Depuis son premier client en 1972, SAP s’est imposé comme la référence européenne du progiciel. Ses solutions couvrent la quasi-totalité des besoins, des PME aux multinationales. Si le modèle historique reposait sur la vente de licences perpétuelles et la maintenance, ces activités cèdent aujourd'hui du terrain au profit du cloud.
Le lancement de la solution S/4HANA en 2015 a marqué un tournant stratégique avec l’adoption du "cloud first", une initiative qui a séduit les investisseurs. Contrairement aux licences classiques, le cloud repose sur un paiement récurrent garantissant des revenus pérennes sur le long terme. Ce succès a propulsé SAP a des niveaux de valorisation rarement vus en Europe, en plaçant (brièvement) la société à la première place des capitalisations européennes.
Un parcours quasi-parfait, terni toutefois par l'appétit des investisseurs, désormais en quête des victimes collatérales de l’IA.
L’IA comme moteur de chute ?
Les lecteurs les plus attentifs l’auront noté : en Bourse, surtout ces derniers temps, une narration séduisante l’emporte souvent sur la réalité des résultats. Comme l’ensemble du secteur logiciel, SAP a connu un recul marqué depuis plus d’un an, une tendance communément attribuée à la crainte des marchés face à la disruption liée à l’IA.
Cependant, ce procès d'intention infligé par les marchés se heurte à une réalité comptable têtue. L'année 2025 s’est soldée par une progression du chiffre d’affaires, de la marge d’exploitation et des revenus du cloud. Le premier trimestre 2026 suit la même trajectoire.
Au-delà de cette psychologie de marché, l’exubérance des valorisations passées appelle à une lecture plus pragmatique. SAP, ServiceNow, Oracle et les autres acteurs du secteur évoluent alors sur des sommets historiques. Si la correction récente est liée à l’essor de l’IA, elle marque surtout un retour à la normale après une période d’euphorie boursière sectorielle.
Après la pluie, le beau temps ?
Cette phase de dégonflement des multiples ne doit toutefois pas occulter l'essentiel : le basculement structurel vers le cloud.
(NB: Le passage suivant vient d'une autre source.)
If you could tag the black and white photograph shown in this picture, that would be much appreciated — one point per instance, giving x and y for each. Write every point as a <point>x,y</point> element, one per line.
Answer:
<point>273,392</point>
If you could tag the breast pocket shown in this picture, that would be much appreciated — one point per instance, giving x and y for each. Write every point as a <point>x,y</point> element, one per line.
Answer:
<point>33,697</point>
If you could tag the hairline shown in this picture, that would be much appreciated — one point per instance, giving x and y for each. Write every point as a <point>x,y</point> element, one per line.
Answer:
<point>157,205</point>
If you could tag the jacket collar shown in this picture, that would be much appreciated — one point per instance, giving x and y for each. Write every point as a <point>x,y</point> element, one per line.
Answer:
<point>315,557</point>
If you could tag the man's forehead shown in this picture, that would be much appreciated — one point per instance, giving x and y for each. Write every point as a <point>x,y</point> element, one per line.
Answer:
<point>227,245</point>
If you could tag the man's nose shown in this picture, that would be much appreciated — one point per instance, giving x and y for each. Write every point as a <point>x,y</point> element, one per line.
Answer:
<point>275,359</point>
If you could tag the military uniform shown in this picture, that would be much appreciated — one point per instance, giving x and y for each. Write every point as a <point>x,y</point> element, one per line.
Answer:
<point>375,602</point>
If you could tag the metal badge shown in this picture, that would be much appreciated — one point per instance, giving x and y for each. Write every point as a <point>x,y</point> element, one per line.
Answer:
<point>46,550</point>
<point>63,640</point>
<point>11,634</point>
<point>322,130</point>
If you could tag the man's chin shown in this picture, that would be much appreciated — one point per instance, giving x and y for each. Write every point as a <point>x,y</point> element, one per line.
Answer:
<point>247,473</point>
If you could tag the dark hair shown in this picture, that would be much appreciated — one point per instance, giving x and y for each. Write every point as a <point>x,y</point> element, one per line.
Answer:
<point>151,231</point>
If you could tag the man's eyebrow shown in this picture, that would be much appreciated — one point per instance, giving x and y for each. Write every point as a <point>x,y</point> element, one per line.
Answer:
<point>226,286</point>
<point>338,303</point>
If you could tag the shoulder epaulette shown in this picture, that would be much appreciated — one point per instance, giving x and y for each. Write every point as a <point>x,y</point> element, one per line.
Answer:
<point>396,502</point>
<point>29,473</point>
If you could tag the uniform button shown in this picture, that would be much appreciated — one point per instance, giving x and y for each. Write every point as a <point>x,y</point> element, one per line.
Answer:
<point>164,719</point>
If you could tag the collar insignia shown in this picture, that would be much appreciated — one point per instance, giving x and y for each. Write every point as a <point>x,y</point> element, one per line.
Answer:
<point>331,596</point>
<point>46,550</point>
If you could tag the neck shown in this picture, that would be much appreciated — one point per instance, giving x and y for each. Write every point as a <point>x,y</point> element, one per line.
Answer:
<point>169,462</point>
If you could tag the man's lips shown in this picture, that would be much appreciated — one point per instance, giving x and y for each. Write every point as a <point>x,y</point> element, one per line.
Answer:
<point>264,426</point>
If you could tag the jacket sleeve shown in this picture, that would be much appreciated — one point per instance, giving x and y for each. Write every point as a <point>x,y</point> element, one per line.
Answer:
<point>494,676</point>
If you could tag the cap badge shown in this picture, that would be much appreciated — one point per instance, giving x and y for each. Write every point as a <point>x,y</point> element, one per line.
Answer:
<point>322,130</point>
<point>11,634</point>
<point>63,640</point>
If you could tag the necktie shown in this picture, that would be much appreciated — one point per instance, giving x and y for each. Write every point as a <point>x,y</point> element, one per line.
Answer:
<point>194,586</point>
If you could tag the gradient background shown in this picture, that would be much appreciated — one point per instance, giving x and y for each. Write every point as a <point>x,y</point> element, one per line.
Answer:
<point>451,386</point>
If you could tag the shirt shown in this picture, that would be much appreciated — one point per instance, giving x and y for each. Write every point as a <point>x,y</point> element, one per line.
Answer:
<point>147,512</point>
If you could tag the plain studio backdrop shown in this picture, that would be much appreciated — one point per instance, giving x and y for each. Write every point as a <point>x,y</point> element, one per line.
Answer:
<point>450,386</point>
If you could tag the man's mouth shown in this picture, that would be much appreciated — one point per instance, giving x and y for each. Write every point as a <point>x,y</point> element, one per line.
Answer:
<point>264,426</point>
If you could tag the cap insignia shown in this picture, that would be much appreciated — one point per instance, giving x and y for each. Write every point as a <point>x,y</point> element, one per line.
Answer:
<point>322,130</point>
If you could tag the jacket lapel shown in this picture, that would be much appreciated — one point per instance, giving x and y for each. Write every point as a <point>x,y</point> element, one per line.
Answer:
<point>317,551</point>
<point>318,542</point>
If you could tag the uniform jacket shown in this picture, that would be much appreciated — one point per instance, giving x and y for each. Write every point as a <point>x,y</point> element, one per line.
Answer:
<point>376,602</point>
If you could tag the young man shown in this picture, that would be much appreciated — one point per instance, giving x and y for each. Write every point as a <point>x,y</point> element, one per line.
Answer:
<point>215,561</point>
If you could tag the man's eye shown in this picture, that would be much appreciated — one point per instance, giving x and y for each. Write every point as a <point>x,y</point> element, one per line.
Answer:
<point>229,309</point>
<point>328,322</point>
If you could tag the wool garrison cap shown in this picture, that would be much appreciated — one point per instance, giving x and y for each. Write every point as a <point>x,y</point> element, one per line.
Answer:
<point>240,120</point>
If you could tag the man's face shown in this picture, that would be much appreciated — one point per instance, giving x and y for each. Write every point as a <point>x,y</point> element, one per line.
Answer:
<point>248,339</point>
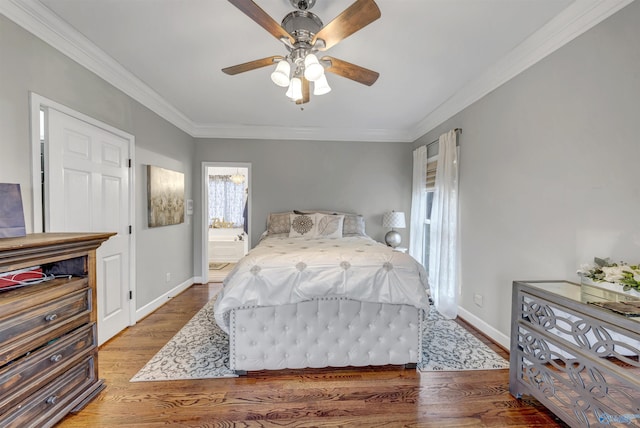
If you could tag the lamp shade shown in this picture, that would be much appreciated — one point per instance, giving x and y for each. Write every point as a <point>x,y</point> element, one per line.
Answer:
<point>394,220</point>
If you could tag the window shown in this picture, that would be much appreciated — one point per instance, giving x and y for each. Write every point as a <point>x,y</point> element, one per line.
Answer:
<point>427,227</point>
<point>432,166</point>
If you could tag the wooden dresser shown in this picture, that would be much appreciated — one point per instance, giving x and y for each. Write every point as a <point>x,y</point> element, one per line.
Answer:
<point>48,334</point>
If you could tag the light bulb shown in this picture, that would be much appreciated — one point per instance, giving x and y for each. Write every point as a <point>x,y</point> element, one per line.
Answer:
<point>312,68</point>
<point>280,75</point>
<point>321,86</point>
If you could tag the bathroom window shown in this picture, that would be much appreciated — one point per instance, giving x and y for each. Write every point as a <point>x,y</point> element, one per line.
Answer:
<point>227,199</point>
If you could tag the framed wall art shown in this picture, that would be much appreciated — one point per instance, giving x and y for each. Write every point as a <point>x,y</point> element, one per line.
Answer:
<point>165,196</point>
<point>11,212</point>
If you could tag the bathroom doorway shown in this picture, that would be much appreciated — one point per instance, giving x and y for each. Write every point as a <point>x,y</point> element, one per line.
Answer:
<point>227,207</point>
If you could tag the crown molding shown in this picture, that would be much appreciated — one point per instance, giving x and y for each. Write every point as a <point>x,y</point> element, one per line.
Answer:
<point>576,19</point>
<point>39,20</point>
<point>289,133</point>
<point>580,16</point>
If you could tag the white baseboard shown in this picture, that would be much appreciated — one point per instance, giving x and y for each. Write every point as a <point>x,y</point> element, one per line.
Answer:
<point>158,302</point>
<point>497,336</point>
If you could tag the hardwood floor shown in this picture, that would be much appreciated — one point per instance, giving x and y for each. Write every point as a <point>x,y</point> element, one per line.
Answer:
<point>368,397</point>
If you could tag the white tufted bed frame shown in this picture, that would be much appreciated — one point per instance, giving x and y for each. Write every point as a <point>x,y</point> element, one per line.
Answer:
<point>325,332</point>
<point>340,301</point>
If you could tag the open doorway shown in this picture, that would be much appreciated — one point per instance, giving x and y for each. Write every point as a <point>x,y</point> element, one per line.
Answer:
<point>227,210</point>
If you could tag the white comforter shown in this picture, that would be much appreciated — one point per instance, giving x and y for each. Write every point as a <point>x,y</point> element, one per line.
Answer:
<point>281,270</point>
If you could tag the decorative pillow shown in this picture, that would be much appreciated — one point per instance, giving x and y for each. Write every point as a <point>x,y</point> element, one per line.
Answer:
<point>303,225</point>
<point>353,225</point>
<point>279,223</point>
<point>329,226</point>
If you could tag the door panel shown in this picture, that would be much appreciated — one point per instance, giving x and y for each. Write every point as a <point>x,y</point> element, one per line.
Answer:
<point>87,190</point>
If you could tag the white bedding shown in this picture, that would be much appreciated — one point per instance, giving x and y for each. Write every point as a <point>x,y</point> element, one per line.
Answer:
<point>282,270</point>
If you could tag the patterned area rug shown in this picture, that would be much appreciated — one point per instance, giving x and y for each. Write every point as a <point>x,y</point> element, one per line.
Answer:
<point>200,350</point>
<point>217,266</point>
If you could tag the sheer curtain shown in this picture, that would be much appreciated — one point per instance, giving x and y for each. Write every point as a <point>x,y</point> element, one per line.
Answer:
<point>443,246</point>
<point>418,204</point>
<point>226,200</point>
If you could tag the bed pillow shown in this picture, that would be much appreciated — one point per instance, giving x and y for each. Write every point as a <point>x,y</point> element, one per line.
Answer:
<point>279,223</point>
<point>329,226</point>
<point>353,225</point>
<point>303,225</point>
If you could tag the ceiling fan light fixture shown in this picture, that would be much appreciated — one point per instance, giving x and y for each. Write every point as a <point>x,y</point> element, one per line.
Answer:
<point>280,75</point>
<point>295,89</point>
<point>313,70</point>
<point>321,86</point>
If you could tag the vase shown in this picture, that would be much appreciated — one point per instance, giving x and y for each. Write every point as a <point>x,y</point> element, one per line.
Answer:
<point>607,290</point>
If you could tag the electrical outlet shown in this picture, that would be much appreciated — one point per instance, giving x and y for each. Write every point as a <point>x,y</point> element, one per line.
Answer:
<point>478,299</point>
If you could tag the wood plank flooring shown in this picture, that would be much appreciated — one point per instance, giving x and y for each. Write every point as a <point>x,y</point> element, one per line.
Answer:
<point>366,397</point>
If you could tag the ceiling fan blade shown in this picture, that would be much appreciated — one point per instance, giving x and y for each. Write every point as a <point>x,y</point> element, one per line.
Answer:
<point>252,65</point>
<point>305,92</point>
<point>351,71</point>
<point>253,11</point>
<point>355,17</point>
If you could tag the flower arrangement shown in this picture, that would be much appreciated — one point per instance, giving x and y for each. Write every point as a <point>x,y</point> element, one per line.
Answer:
<point>621,273</point>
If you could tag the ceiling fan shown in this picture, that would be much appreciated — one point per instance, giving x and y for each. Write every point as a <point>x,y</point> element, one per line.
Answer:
<point>303,34</point>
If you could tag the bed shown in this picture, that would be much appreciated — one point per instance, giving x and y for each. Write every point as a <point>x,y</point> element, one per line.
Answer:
<point>318,292</point>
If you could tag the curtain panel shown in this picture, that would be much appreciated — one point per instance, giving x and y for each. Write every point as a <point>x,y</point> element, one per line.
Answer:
<point>226,200</point>
<point>443,246</point>
<point>418,205</point>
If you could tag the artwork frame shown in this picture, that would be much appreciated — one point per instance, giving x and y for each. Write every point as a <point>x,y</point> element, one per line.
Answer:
<point>11,211</point>
<point>165,196</point>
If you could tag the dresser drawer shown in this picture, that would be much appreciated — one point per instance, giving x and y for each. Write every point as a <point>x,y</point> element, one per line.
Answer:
<point>36,326</point>
<point>22,377</point>
<point>43,407</point>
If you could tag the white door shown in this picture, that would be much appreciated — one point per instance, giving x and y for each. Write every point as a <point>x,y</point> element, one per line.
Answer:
<point>87,190</point>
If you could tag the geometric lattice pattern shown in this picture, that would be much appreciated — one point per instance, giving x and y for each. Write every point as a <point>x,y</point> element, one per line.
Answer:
<point>583,368</point>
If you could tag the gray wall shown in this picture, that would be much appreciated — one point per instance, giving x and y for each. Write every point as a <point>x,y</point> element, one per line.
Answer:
<point>362,177</point>
<point>549,174</point>
<point>28,64</point>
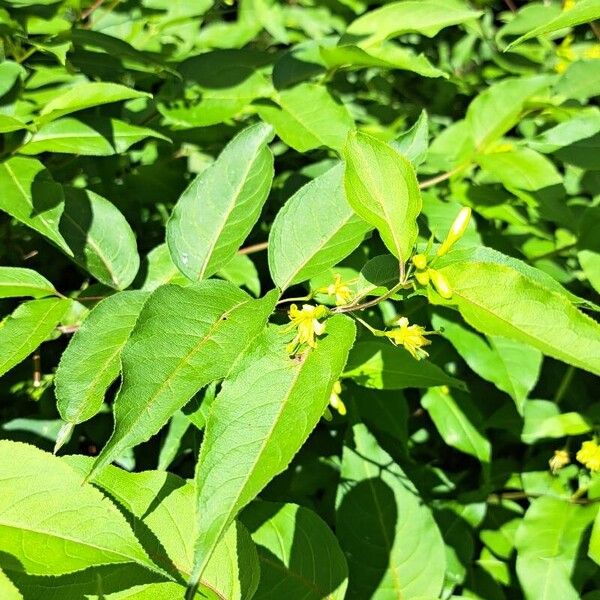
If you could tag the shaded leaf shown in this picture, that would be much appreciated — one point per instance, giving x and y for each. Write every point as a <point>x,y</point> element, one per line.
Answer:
<point>16,281</point>
<point>92,360</point>
<point>455,425</point>
<point>30,195</point>
<point>547,543</point>
<point>392,543</point>
<point>300,557</point>
<point>258,422</point>
<point>184,338</point>
<point>381,365</point>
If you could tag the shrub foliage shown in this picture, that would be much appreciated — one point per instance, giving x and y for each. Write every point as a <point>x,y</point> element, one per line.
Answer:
<point>298,299</point>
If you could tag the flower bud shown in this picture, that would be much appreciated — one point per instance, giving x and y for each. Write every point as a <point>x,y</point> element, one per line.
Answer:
<point>422,277</point>
<point>457,230</point>
<point>440,283</point>
<point>420,261</point>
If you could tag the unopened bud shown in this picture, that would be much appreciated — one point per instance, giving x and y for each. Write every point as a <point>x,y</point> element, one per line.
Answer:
<point>440,283</point>
<point>420,261</point>
<point>457,230</point>
<point>422,277</point>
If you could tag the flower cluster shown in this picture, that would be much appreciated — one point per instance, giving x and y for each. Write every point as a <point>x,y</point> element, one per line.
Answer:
<point>307,324</point>
<point>589,455</point>
<point>412,337</point>
<point>559,460</point>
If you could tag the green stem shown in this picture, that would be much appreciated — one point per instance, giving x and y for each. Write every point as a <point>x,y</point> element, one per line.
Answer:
<point>353,307</point>
<point>564,384</point>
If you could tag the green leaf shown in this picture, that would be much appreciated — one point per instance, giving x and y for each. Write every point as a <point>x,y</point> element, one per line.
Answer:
<point>86,95</point>
<point>27,327</point>
<point>382,188</point>
<point>8,124</point>
<point>240,270</point>
<point>160,269</point>
<point>8,591</point>
<point>100,238</point>
<point>583,11</point>
<point>184,338</point>
<point>385,56</point>
<point>414,143</point>
<point>10,73</point>
<point>178,426</point>
<point>542,419</point>
<point>594,549</point>
<point>392,543</point>
<point>455,425</point>
<point>511,366</point>
<point>307,117</point>
<point>382,366</point>
<point>90,138</point>
<point>483,254</point>
<point>258,422</point>
<point>299,555</point>
<point>314,230</point>
<point>16,281</point>
<point>498,300</point>
<point>51,523</point>
<point>30,195</point>
<point>216,212</point>
<point>161,507</point>
<point>218,84</point>
<point>566,133</point>
<point>92,360</point>
<point>497,109</point>
<point>521,168</point>
<point>427,17</point>
<point>580,81</point>
<point>547,542</point>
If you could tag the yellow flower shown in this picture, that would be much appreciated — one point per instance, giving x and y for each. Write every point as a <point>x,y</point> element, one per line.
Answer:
<point>593,52</point>
<point>335,401</point>
<point>559,460</point>
<point>589,455</point>
<point>343,294</point>
<point>412,337</point>
<point>306,322</point>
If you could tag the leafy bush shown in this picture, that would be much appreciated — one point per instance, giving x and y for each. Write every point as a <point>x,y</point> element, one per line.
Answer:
<point>299,300</point>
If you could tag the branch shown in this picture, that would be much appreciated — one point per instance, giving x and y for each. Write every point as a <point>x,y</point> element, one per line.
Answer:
<point>254,248</point>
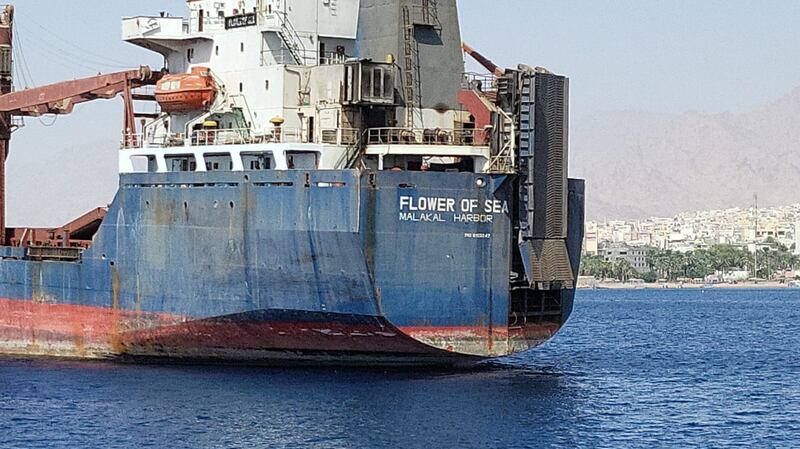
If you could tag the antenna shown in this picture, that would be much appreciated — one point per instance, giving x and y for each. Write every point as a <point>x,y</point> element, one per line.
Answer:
<point>755,234</point>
Le recul des revenus liés aux licences est largement compensé par la forte progression de l'activité cloud, une tendance confirmée par la croissance du chiffre d’affaires global. La direction affiche sa confiance dans l'intégration de l’IA à ses solutions. L'intelligence artificielle résout déjà 20% des tickets de support client. La société note par ailleurs une hausse de 30% de la productivité de ses développeurs utilisant ces outils.
Côté valorisation, après un pic de PER a 89,2x en 2024, le groupe est revenu à des multiples plus raisonnables. Ce repli a permis de desserrer la pression, sans pour autant entamer les objectifs de l’entreprise. En témoignent les résultats du premier trimestre et l’annonce de Thales comme premier client du cloud de confiance en France. Si SAP reste au cœur des débats, elle semble s'éloigner des craintes liées à l’IA. Le défi pour la société réside maintenant moins dans la publication de bons résultats que dans sa capacité à convaincre le marché.